En dépit de cris d’orfraies de la gauche américaine, Trump n’a rien fait d’illégal. La preuve, aucune action judiciaire n’a été engagée contre lui. Il existe bien une loi aux Etats-Unis sur la gestion des monuments historiques, mais la Maison Blanche et le Capitole ne sont pas concernés. Il existe aussi la National Historical Planning Commission (NCPC), chargée de superviser les projets fédéraux, mais ses compétences se limitent à la « construction » du nouveau bâtiment, pas à la destruction de l’ancien ! Les fonds finançant le projet étant privés, Trump n’avait besoin d’aucune autorisation du Congrès et n’a donc pas consulté les législateurs… D’autant que le gouvernement est actuellement « fermé » pour cause d’impasse budgétaire.

DR

Moralité, ayant les mains libres Trump en a profité pour agir vite. Comme à son habitude. L’aile est n’est plus et le retour en arrière n’est pas possible, sauf à la reconstruire à l’identique ce qui serait une perte totale d’argent et de temps. Trump aurait pu présenter les plans de la future salle de bal à la NCPC, mais il n’en avait pas l’obligation. Ces plans peuvent donc encore évoluer et avec eux le budget du projet. Pour l’heure, Trump a levé pas moins de 350 millions de dollars. Plus que nécessaire. Et les plus grandes entreprises américaines sont derrière lui, de Google à Microsoft en passant par Apple et Amazon ou Lockheed Martin et d’autres.

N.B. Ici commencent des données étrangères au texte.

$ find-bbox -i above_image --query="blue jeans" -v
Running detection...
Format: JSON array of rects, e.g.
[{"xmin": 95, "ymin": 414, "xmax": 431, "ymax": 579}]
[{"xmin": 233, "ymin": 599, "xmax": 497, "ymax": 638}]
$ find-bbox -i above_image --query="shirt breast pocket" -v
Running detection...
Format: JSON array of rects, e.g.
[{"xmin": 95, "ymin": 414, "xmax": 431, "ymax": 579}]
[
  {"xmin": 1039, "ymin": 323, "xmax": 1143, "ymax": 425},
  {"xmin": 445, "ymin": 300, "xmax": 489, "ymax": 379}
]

Moralité, la salle de bal verra le jour. La question est de savoir si les travaux seront finis pour fin 2028 comme le projet le prévoit. Sinon, Trump pourrait bien être tenté de rester au-delà de son mandat pour être toujours président au moment de l’inauguration de « sa » salle de bal… Que les anti-Trump se rassurent, la salle ne sera pas nommée la « salle de bal Donald J. Trump». Donald Trump a lui-même modestement suggéré « la salle de bal présidentielle ».


Ce texte a été publié sur le blog de Gerald Olivier.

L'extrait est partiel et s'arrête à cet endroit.